The world was already experiencing its first war partly caused by climate change, he said. Dramatic changes to the environment in the Darfur region of Sudan helped lay the ground for today's conflict which has displaced more than 2.5 million people and killed at least 200,000.
A report to be published by UNEP tomorrow will make a direct link between climate change and the Darfur conflict. "It will be one of the most significant documents in terms of linking environment change and conflict," Mr Steiner said. "It will say that climate change is now a key dimension that must be considered in conflict issues."
The roots of the four-year conflict can be found in the devastating drought that swept Sudan and the Horn of Africa in the 1980s, the report will say. Since then, rainfall in Sudan has fallen by 40 per cent, a result, claim scientists, of global warming. Farmers began to fence off land to which nomads once had access. Clashes over shrinking resources between nomads, who tend to be Arab, and the mainly African farmers became widespread.
The current crisis was sparked by a rebellion launched by three Darfuri tribes, and a ferocious counter-insurgency unleashed by Khartoum, but the dramatic changes to Darfur's ecology appear to have been a contributing factor. "What we see in Darfur is an environmental change phenomenon unfolding that puts pressure on local communities," Mr Steiner said. "Combine that with potential tensions and you very quickly get a potent mix within which increased pressure can result in conflict. The situation that emerged in Darfur will emerge in other parts of the world." He warned of a "world going up in flames" if countries did not "wake up", adding: "It is a major security issue that affects the whole geopolitical dynamics that we have today."
Earlier this year Britain used its presidency of the UN Security Council to lead its first debate on climate change and conflict. "What makes wars start?" asked the Foreign Secretary, Margaret Beckett. "Fights over water.
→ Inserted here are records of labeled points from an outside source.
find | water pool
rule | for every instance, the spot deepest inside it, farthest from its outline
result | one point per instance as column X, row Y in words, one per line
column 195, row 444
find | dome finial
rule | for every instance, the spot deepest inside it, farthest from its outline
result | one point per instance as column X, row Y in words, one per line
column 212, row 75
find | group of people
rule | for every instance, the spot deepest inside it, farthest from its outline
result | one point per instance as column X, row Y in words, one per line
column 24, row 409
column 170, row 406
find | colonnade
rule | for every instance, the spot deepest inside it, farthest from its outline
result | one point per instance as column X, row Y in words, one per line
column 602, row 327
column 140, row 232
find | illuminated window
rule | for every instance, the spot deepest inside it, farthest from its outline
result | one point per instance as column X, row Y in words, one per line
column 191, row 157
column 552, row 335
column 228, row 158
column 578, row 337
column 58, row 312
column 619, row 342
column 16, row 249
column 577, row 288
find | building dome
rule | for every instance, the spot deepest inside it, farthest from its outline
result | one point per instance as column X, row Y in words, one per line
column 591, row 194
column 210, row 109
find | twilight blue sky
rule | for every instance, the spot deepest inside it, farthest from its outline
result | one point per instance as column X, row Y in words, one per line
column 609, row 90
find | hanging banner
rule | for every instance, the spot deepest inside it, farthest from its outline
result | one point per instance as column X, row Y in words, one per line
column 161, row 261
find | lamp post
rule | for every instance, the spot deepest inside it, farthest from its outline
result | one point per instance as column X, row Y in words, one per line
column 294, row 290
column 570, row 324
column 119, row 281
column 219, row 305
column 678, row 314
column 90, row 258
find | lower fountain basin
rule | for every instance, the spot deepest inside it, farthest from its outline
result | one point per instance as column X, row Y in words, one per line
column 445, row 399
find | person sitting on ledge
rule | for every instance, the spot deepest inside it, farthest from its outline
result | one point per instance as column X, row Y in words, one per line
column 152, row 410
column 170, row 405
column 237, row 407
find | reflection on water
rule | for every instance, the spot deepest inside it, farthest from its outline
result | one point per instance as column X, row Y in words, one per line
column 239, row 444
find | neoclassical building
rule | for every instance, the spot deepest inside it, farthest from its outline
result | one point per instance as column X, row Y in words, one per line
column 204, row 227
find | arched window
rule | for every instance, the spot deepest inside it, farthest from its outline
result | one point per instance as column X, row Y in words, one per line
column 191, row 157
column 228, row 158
Changing patterns of rainfall. Fights over food production, land use. There are few greater potential threats... to peace and security itself."
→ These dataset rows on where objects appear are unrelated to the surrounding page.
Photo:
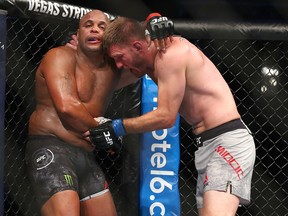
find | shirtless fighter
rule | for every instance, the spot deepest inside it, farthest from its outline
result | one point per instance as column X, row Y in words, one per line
column 73, row 86
column 188, row 83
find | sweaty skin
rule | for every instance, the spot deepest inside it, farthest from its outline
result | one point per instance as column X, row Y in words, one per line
column 185, row 78
column 74, row 86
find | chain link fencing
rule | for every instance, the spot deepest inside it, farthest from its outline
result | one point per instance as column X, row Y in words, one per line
column 256, row 71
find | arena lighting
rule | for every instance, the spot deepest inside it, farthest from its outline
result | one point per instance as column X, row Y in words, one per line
column 270, row 76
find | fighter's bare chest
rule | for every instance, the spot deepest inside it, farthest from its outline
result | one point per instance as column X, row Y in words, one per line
column 95, row 85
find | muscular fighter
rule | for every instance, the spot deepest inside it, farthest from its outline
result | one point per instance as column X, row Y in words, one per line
column 73, row 86
column 188, row 83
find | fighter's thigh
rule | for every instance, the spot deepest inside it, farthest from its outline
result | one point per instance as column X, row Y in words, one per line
column 218, row 203
column 102, row 205
column 62, row 203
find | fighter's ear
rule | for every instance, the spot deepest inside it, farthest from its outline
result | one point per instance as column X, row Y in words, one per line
column 137, row 45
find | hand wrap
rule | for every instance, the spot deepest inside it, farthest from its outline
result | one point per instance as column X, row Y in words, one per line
column 159, row 26
column 108, row 135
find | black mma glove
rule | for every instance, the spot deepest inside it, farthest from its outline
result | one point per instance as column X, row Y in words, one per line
column 107, row 135
column 158, row 26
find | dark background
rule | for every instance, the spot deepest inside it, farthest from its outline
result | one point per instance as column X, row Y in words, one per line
column 267, row 11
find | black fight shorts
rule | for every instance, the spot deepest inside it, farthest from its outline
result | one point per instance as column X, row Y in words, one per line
column 54, row 166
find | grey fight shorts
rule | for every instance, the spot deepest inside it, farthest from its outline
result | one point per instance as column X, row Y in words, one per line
column 225, row 157
column 54, row 166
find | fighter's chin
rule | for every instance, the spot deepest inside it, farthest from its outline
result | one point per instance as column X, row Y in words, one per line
column 137, row 73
The two major areas of potential conflict, Mr Steiner said, are the Sahel region and east Asia. "In the next 35 years most of the glaciers in the Himalayas will... disappear. You are talking of 500 million people being affected directly and another 250 million people affected downstream." Rising sea levels off the coast of Bangladesh are another potential area for conflict, he said: "India has already started building a wall to stop Bangladeshis coming across. The predicted half-a-metre sea level rise means 34 million people not being able to stay where they are now. Where will they go? They will break through the boundaries."
But Africa is likely to suffer most. Rising sea levels could destroy up to 30 per cent of the continent's coastline, while between 25 and 40 per cent of Africa's natural habitats could be lost by 2085. Conflicts caused by a scarcity of resources are already brewing across Africa. In Ghana clashes between farmers and Fulani herders have become more widespread as resources have become increasingly scarce. In the Mount Elgon region of Kenya more than 40,000 people have been displaced as different tribes fought over access to land.
Climate change will also cause problems post-conflict. According to the UNEP report on Darfur, the majority of those displaced by the conflict will never be able to return to their homes. "We have have moved beyond a point of return," Mr Steiner said.